Não por desrespeito, nem por preconceito, mas porque o símbolo me fere e, confesso, me provoca algum medo.
Desperta em mim a imagem da mulher silenciada, apagada, escondida.
É possível que nem todas as que a usam o façam por imposição. Muitas aprenderam e foram moldadas pela sua cultura.
Todos somos, de algum modo.
Mas o que sinto é isto: um desconforto visceral.
Recentemente, foi aprovada uma lei que proíbe o uso da burka em Portugal.
Senti-me agradada. E, ao mesmo tempo, culpada.
Agradada por ver um país afirmar a igualdade de género e a dignidade feminina. Culpada, porque percebo que essa proibição pode significar, para algumas mulheres, uma limitação da sua liberdade individual.
Carrego, portanto, uma tensão interna: entre o valor da liberdade e o valor da proteção.
Entre a compaixão e a justiça.
Entre o respeito pela diversidade e o desejo de não ver mais rostos femininos apagados em nome de Deus, da honra ou da tradição.
É-me difícil falar deste tema, porque há uma tendência para extremar discursos, ou se é contra, ou se é a favor.
É difícil falar numa sociedade assim.
A culpa, neste caso, é para mim um sinal de consciência ética.
Mostra que vemos mais do que um lado da história.

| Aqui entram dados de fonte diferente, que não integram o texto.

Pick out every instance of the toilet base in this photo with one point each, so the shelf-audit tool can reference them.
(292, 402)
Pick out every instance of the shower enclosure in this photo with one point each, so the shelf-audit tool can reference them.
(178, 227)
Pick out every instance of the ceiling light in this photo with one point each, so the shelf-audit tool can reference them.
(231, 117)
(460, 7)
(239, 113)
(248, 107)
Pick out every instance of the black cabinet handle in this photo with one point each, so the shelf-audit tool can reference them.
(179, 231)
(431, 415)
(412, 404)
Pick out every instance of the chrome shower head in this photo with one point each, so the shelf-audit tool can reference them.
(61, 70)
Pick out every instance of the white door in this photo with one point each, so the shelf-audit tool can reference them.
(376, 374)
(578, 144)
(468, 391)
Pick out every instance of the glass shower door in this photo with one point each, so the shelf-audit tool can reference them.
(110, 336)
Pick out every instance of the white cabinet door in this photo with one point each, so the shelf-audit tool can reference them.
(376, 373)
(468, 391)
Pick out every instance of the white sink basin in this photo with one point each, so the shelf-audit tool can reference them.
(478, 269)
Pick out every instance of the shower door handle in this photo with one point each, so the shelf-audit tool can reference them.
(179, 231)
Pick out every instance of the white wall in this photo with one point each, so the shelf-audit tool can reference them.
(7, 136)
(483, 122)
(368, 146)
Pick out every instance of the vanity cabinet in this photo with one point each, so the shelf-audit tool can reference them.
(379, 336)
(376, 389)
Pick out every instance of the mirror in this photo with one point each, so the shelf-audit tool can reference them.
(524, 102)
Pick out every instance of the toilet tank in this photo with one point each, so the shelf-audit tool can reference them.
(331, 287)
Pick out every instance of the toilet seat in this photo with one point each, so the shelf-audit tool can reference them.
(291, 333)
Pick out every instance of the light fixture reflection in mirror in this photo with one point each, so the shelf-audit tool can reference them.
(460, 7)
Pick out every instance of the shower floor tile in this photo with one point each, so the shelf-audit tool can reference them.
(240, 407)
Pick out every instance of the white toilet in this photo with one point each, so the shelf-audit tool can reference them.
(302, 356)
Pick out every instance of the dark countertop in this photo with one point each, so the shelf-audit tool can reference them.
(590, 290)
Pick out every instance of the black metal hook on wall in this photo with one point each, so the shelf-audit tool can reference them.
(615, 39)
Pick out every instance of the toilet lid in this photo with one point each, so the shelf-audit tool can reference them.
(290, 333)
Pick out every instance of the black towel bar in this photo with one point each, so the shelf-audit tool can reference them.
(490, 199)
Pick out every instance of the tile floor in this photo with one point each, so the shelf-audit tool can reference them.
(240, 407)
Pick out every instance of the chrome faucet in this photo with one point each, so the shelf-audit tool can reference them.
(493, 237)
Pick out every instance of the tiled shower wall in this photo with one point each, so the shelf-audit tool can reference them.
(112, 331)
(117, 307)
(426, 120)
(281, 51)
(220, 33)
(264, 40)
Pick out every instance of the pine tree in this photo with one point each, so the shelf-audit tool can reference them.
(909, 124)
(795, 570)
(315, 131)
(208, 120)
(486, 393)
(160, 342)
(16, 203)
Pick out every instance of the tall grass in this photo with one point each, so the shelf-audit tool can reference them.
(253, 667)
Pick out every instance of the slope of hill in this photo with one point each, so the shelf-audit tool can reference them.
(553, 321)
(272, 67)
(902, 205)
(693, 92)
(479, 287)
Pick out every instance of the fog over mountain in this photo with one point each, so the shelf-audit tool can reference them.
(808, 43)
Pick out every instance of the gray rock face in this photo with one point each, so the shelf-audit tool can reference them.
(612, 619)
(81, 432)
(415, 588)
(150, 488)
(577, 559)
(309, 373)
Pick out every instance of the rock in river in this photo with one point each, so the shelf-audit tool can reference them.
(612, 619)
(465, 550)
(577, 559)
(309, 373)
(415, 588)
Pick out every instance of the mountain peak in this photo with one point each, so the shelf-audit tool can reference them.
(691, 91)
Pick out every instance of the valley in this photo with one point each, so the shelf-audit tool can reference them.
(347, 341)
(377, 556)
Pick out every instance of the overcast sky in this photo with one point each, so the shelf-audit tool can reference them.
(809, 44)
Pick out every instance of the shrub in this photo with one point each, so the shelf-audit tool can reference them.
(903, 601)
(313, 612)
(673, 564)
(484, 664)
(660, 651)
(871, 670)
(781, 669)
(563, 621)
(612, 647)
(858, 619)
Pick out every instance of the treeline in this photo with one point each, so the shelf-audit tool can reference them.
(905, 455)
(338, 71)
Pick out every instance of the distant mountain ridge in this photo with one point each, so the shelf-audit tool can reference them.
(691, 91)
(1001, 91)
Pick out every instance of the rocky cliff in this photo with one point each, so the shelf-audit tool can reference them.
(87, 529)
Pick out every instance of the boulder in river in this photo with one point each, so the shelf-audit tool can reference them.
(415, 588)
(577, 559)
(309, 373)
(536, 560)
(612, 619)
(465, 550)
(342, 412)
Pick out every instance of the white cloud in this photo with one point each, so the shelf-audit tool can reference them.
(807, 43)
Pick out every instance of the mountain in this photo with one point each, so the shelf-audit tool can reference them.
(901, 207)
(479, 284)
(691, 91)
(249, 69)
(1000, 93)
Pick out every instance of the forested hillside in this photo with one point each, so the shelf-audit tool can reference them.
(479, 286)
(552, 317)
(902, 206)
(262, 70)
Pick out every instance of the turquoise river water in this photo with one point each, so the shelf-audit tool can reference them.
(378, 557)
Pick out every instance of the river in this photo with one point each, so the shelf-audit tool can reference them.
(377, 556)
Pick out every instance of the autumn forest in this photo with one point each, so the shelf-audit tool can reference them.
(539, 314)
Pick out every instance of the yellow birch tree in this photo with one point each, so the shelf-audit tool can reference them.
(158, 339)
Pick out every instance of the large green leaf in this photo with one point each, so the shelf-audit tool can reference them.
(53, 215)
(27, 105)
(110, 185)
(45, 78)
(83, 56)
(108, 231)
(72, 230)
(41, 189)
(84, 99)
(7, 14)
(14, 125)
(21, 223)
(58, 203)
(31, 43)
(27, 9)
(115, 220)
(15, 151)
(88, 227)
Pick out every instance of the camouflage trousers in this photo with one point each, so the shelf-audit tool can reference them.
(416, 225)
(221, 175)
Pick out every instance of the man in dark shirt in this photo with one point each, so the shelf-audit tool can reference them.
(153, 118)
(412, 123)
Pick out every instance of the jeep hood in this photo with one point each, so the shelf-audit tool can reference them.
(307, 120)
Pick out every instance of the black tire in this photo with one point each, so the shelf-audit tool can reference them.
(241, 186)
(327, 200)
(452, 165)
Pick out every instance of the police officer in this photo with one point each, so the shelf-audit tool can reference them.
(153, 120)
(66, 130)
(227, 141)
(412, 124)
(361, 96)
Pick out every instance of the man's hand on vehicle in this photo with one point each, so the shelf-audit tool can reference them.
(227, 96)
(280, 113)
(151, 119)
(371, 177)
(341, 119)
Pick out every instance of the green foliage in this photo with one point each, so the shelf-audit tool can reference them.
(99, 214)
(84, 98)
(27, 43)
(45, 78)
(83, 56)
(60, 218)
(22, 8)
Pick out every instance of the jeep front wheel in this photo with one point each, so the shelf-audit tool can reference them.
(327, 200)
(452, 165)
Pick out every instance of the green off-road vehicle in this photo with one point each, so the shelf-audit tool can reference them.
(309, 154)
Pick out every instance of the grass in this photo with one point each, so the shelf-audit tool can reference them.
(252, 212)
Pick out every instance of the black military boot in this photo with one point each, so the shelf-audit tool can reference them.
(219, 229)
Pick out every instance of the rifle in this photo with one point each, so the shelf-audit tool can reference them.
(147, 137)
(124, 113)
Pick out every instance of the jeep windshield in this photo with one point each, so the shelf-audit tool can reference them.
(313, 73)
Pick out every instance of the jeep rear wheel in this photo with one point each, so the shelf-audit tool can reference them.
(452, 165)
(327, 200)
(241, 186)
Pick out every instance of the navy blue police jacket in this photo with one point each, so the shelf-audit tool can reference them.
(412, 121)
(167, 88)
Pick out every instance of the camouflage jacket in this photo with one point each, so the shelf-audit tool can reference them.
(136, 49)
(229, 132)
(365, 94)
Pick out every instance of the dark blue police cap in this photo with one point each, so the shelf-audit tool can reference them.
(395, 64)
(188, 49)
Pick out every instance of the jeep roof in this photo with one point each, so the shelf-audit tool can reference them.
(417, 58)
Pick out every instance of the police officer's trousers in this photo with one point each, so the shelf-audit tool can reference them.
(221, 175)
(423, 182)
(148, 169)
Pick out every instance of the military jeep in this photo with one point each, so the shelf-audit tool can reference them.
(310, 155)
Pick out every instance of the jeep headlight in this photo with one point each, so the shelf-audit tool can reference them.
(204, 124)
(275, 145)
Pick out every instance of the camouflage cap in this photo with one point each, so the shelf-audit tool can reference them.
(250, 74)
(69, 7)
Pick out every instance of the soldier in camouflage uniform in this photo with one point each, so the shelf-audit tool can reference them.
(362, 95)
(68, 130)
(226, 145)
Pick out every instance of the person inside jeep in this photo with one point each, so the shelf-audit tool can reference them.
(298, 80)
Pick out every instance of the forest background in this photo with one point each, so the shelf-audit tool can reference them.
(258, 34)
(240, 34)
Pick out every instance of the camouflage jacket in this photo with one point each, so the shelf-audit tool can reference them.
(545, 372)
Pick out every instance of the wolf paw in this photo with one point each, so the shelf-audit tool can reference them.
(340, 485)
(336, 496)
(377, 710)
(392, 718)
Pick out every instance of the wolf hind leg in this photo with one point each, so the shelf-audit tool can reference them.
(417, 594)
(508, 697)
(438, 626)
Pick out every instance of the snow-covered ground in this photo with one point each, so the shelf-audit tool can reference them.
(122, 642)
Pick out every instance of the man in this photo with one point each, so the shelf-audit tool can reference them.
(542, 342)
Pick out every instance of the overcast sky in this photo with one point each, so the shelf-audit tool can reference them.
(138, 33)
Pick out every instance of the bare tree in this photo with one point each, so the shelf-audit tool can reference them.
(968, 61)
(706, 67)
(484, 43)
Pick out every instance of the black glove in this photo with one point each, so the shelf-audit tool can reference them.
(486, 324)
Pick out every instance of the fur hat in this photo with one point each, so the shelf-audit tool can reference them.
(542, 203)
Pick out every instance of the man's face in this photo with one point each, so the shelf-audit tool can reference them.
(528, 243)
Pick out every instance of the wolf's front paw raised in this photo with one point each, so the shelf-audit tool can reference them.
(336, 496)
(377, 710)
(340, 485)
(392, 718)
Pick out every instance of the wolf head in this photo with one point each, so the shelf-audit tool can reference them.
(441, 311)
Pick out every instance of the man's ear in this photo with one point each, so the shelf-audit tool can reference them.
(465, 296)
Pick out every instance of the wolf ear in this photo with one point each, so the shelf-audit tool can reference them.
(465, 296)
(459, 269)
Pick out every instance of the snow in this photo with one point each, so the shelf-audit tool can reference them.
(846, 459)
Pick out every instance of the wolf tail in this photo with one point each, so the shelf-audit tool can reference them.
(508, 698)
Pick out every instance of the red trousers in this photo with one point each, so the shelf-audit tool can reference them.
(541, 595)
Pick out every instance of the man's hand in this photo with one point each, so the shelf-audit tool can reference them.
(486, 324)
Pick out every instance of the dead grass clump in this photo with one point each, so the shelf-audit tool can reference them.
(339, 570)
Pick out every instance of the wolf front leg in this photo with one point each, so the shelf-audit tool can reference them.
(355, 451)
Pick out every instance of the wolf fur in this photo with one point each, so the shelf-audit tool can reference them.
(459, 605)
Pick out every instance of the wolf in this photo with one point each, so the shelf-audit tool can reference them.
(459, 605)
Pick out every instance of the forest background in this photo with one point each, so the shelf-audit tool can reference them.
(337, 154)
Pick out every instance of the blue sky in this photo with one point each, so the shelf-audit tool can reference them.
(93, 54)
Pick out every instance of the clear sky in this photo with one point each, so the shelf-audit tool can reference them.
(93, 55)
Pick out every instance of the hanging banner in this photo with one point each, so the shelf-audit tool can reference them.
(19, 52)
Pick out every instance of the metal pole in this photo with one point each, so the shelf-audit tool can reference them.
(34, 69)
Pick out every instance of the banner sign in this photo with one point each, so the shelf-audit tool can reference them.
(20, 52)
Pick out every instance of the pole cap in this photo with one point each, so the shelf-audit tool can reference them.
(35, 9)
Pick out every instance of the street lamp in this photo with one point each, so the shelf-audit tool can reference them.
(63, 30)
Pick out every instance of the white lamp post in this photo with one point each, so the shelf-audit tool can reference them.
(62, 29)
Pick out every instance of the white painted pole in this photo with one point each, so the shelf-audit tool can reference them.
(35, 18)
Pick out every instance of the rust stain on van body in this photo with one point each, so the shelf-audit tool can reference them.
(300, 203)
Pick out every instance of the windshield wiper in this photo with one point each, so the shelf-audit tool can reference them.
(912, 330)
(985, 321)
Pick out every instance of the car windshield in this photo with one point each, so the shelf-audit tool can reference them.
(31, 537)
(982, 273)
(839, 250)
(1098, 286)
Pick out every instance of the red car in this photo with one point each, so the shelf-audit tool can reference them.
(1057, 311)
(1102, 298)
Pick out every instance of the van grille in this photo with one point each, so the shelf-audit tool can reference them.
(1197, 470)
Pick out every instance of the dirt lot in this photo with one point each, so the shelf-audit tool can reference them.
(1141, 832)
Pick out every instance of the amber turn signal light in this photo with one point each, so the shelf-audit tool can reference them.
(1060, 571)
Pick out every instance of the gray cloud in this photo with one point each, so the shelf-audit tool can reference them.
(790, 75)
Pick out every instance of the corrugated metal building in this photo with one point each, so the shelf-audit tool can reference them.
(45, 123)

Há quem critique o próprio debate, dizendo que é “ridículo” discutir a burka quando há problemas mais graves: a habitação, a saúde, a educação.
Ou que “até parece que vemos muitas mulheres de burka”.
É verdade, não vemos muitas, mas possivelmente veremos cada vez mais, tendo em conta a taxa de imigração e tendo em conta o que está a acontecer em outros países europeus.
Essa crítica, contudo, não me convence.
Lembra-me o que oiço quando faço ativismo pelos animais e alguém me diz:
“Com tanta gente a sofrer, e estás preocupada com cães e gatos?”
Como se a empatia fosse um recurso finito.
Como se só pudéssemos cuidar de um tema de cada vez.
Acredito no contrário: uma sociedade verdadeiramente estruturada é aquela que consegue olhar para o humano, o animal, a Natureza e o simbólico ao mesmo tempo.
Cuidar de um aspeto da dignidade não rouba energia aos outros, amplia-a.
A burka, para mim, é mais do que uma peça de roupa.
É um espelho de como cada cultura lida com o corpo, com o poder e com o feminino. Talvez represente, em simultâneo, fé, pertença e medo.
E talvez me incomode precisamente por isso: porque sei o que é viver num mundo que tenta definir o que é aceitável ou puro no corpo de uma mulher, mesmo fora do Islão.
Não quero impor a minha verdade.
Mas também não quero fingir que não sinto o que sinto.
Prefiro habitar esta tensão – entre o respeito e o desconforto – do que alinhar num discurso simplista. É num território ambíguo, onde os valores colidem, que a consciência moral se expande.